Generally, all disability benefits coming from the VA aren’t taxable. However, certain other sources of funds are potentially taxable.
The most common example is military retirement pay, which is typically taxable.
However, a veteran’s disability rating may reduce the taxes owed. Generally, this depends on the amount of VA disability benefits received, the disability percentage, and a few other factors.
In most cases, taxable income is reduced in accordance with the amount of compensation received by the VA, so any remaining military retirement payments are taxed at the pension rate.
What to Do If Your Disability Rating Increases
VA benefits remain tax-free if your rating increases. If the amount you receive from the VA in connection to the disability increases, there are still no taxes owed.
Additionally, with a disability rating increase, veterans are potentially eligible for a veterans disability tax refund on taxes paid based on the old rate. Generally, this applies if the determination is retroactive or if the veteran is granted Combat-Related Special Compensation following an award of Concurrent Retirement and Disability Pay.
VA Disability and the Earned Income Tax Credit (EITC)
Along with wondering, “Is VA disability taxable income?” many veterans also want to know how their eligibility for other tax credits is impacted by VA disability. One primary example includes eligibility for the Earned Income Tax Credit (EITC).
The EITC is a refundable tax credit, creating opportunities for tax filers to receive back more than they paid in taxes. VA disability benefits aren’t considered earned income.
The same is true of military pensions. As a result, they don’t count toward the EITC. VA benefits also don’t eliminate or reduce the tax credit if the veteran has other income that does qualify.
Additional Tax Benefits Available to Disabled Veterans
Disabled veterans are potentially eligible for other tax benefits, particularly at the state level. For example, many states have property tax reductions for disabled veterans, reducing the amount of property taxes owed on qualifying homes.
Whether such a benefit is available and how it works varies by location, so it’s wise to examine property tax exemptions in your specific area.
Do Disabled Veterans Have to File Taxes?
Technically, disabled veterans or any other individuals without taxable income (any amount below the standard deduction) to report may not need to file taxes every year.
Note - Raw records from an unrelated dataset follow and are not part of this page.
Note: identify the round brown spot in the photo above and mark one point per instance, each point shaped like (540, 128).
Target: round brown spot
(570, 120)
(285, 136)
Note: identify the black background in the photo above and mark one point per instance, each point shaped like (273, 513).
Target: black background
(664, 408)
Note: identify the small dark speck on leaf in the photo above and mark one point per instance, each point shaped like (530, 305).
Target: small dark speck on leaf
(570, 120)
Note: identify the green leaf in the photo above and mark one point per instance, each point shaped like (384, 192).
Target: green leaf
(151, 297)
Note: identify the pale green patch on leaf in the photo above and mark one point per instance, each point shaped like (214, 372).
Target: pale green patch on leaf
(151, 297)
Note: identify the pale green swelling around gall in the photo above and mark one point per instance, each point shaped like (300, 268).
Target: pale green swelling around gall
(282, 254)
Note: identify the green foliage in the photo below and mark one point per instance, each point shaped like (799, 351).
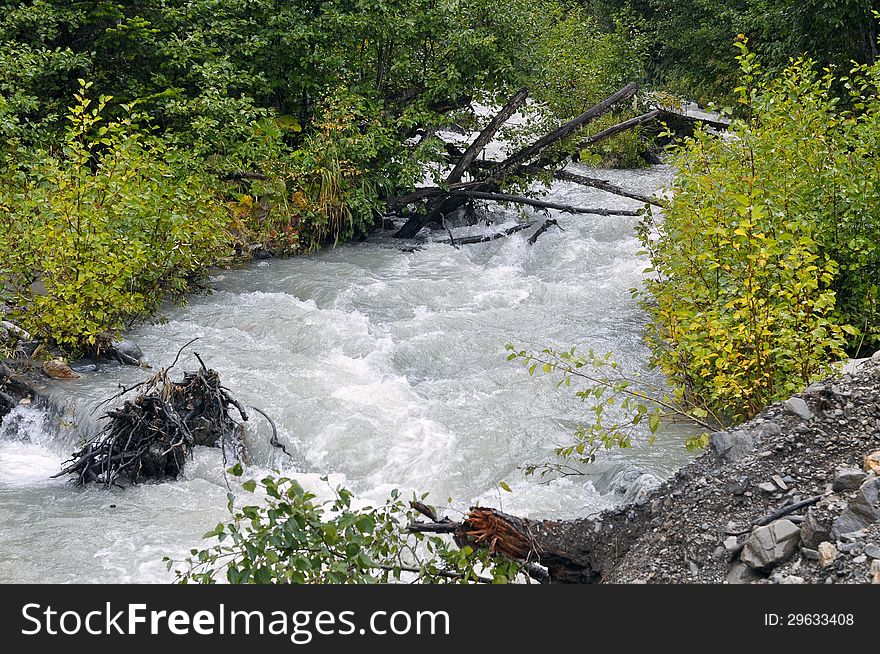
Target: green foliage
(282, 125)
(623, 407)
(290, 536)
(689, 40)
(767, 253)
(101, 230)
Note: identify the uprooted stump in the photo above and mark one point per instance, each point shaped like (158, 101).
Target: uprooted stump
(152, 436)
(573, 551)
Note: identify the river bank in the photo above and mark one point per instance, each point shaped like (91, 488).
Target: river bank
(710, 522)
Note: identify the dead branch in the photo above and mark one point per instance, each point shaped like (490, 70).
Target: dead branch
(542, 204)
(152, 436)
(606, 186)
(449, 202)
(486, 136)
(550, 222)
(530, 152)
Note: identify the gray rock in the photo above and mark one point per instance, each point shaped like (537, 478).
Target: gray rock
(641, 490)
(862, 512)
(13, 329)
(798, 407)
(740, 573)
(128, 349)
(731, 446)
(771, 545)
(827, 554)
(624, 479)
(769, 430)
(810, 554)
(848, 479)
(814, 529)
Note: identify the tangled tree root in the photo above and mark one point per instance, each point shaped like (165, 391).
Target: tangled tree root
(152, 436)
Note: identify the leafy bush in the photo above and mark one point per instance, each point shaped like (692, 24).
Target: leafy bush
(103, 229)
(766, 261)
(292, 537)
Additionally, there isn’t a separate VA disability tax form to contend with in lieu of a traditional return.
However, filing federal and state taxes is still recommended.
At times, these annual returns are necessary to access specific credits or deductions, which is particularly vital if a veteran has other sources of income that result in a tax burden. Similarly, refundable tax credits are potentially available, but only if you file.
Filing returns is also helpful if your disability rating changes, altering your access to tax credits or decreasing the amount of taxes you should have paid in previous years. Additionally, receiving some non-VA benefits is potentially dependent on having a recent tax return to show a veteran meets the eligibility requirements.
There are also personal financial matters – such as securing a mortgage – where lenders or the involved institutions may need to view a tax return.
How Veterans Can Maximize Their Tax Benefits
Generally, the best way for veterans to maximize their tax benefits is through awareness. There are refundable and non-refundable tax credits and deductions that are potentially capturable on both the state and federal levels, which is why it’s wise to file tax returns even without any taxable income to report.
Special state programs – such as the aforementioned property tax benefits and other options, like reduced vehicle registration fees – may require a bit of research to find, ensuring that veterans know what’s available in their area and how to qualify. However, it’s worth digging into the topic to get access to as many benefits as possible.
Maintaining your veteran ID card is also wise. It grants access to services on military bases, including base exchanges (BXs), post exchanges (PXs), and commissaries, which are exempt from local sales tax.